D-Link Warns of Vulnerable Routers 133
wiedzmin sends in news of a vulnerability in some D-Link home routers. The company has made new firmware available for download. "D-Link announced today that the problem, discovered by security researchers SourceSec, affects three of its wireless routers: DIR-855 (hardware version A2), DIR-655 (versions A1 to A4), and DIR-635 (version B). The problem lies in D-Link's implementation of Cisco's Home Network Administration Protocol, which allows remote router configuration. The scope of the vulnerability is greatly reduced by the fact that these router models were not shipped with the affected firmware by default, so only customers who updated their firmware are potentially affected. Or at least this was indicated in the company's response to the SourceSac claim that all D-Link routers sold since 2006 were affected." SourceSec apparently made their research available, including an exploitation tool, without ever contacting D-Link.
UBICOM Based Routers? (Score:5, Informative)
It looks like this might be a broader issue than just DLink routers. Several comments on TFA seem to suggest that the HNAP remote management interface is a part of the SDK for the board used in these routers. This implies that any router based on this board might have this vulnerability. The DD-WRT hardware incompatibility list [dd-wrt.com] happens to have a list of routers that use UBICOM boards.
Some other UBICOM based devices listed in TFA's comments include:
Attack is Significant but Will not be Pandemic (Score:4, Informative)
This attack only works when a system on the LAN initiates it.
It is possible to get a system on the lan to initiate it with a DNS rebinding attack and javascript on a malicious web page, but that is far from a trivial attack.
I'm guessing that this is successfully used only in highly targeted attacks.
Re:Bad vendors (Score:3, Informative)
For companies like these, all of the software and hardware is outsourced, right down to the board layouts and case design. I worked with Netgear a while back, and no one who spoke English as a native language had the foggiest clue of what the software did, or even where the source was.
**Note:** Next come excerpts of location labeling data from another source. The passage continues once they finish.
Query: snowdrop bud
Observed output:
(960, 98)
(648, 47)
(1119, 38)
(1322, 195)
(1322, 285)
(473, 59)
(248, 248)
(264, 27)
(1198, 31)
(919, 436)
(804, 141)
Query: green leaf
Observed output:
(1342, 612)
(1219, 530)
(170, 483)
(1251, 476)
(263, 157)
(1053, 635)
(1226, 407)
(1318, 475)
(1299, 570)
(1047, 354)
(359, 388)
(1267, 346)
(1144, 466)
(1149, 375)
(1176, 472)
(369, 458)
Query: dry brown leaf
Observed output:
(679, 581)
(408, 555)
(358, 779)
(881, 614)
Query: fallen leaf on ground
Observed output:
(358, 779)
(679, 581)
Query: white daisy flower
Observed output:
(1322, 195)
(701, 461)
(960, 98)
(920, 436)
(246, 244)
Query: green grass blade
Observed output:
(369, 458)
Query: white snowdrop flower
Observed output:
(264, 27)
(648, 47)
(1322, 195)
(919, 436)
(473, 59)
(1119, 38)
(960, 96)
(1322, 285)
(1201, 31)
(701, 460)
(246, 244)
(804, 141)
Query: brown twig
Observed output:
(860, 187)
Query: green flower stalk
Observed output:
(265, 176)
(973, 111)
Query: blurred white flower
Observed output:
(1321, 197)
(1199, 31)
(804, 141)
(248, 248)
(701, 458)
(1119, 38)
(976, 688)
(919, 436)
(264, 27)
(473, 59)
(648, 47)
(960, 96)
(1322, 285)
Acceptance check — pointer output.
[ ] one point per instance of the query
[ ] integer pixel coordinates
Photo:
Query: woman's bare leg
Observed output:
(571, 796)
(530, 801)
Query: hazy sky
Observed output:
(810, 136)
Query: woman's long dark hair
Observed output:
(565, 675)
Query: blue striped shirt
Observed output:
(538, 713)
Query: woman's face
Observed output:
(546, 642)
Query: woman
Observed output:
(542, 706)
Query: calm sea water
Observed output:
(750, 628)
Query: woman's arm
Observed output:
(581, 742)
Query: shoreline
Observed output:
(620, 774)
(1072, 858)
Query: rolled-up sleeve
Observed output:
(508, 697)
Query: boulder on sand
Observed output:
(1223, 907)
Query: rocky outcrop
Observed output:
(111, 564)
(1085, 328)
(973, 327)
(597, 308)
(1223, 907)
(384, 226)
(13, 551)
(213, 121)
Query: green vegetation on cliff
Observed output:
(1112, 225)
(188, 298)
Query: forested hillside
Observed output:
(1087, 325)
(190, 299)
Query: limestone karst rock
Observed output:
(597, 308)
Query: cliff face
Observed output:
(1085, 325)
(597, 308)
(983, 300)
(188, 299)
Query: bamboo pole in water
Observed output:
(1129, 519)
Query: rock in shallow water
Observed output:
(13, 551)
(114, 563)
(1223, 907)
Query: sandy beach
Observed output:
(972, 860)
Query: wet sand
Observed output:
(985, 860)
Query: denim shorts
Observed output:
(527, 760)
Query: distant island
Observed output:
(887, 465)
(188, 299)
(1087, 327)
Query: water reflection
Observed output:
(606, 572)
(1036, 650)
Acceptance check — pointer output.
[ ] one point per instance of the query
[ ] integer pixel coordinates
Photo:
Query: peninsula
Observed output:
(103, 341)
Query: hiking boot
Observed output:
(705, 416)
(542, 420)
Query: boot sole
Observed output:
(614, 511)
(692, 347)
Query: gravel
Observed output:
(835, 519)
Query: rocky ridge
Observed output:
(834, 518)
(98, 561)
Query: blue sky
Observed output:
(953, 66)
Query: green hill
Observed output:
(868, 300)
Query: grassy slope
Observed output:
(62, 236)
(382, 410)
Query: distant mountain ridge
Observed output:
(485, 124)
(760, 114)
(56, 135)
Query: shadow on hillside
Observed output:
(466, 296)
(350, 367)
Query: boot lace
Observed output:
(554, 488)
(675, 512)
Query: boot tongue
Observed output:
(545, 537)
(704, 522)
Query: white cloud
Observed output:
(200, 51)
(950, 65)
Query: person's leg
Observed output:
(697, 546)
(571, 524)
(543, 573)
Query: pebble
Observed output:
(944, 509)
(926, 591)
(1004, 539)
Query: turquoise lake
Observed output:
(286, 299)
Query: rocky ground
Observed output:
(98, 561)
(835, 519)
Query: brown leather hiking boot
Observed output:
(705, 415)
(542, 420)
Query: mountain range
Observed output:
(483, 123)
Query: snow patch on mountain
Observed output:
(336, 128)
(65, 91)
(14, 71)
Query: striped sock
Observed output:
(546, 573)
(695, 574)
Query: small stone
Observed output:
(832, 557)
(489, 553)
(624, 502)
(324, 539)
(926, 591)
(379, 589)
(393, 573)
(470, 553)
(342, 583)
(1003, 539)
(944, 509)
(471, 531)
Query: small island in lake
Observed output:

The same was true of Linksys before the Cisco acquisition, though now all of the development is being dragged back in-house, as is Cisco's preference.
These sorts of companies exist purely as marketing and sales, and don't know much about things like security.
Re:Wow. (Score:5, Informative)
Who could possibly have suspected that silently enabling a "remote management" interface with weak authentication could possibly make a device less secure?
To whose benefit is this HNAC stuff, anyway? It seems to be largely invisible to the user and not aimed at them. Are ISPs supposed to be "managing" our routers now?
a) No, ISPs aren't supposed to manage our routers, which is why HNAP is not supposed to be enabled on the outside facing interface. It isn't enabled on the outside facing interface on D-Link routers either, which is why the vulnerability write up mentions that this is an attack either from the LAN or via cross scripting to be executed via the home user's browser.
b) The benefits of HNAP are very simple: management applications can correctly discover network devices on a home network if they implement HNAP, and can manage the devices via a common protocol. You can install an app on your machine that manages your NAS, your router, your streaming media player and whatever else you have on the network - and you don't have to learn their interfaces but can use one common app to do it all in case you're not too technically inclined.
The protocol itself isn't really that bad of an idea - of course it should be implemented securely and ideally should also offer being disabled on a per device basis.
Re:Wouldn't the responsible thing be... (Score:3, Informative)
20 years ago, I would have agreed with you. But I survived the Morris Worm attack back then because I'm paranoid, and repeated attacks since then due to vulnerabilities that vendors refused to address. And the secrecy of such graceful submissions just leaves the knowledge in the hands of the crackers, who share it on their warez sites and IRC channels, and not in the hands of reasonable admins who need to assess the risks of patching and the risks of particular products. I've in fact seen this occurr with CERT, where I and peers have submitted security bug reports and seen them buried. And I've got reports from supervisors of security personnel in the US of vendors slapping them with court orders to prevent publication of the vulnerability.
The kind of gracious pre-notification you are suggesting, in this day and age, needs to be earned. And D-Link hasn't earned it, with their history of GPL violations and delay on publication of security vulnerabilities.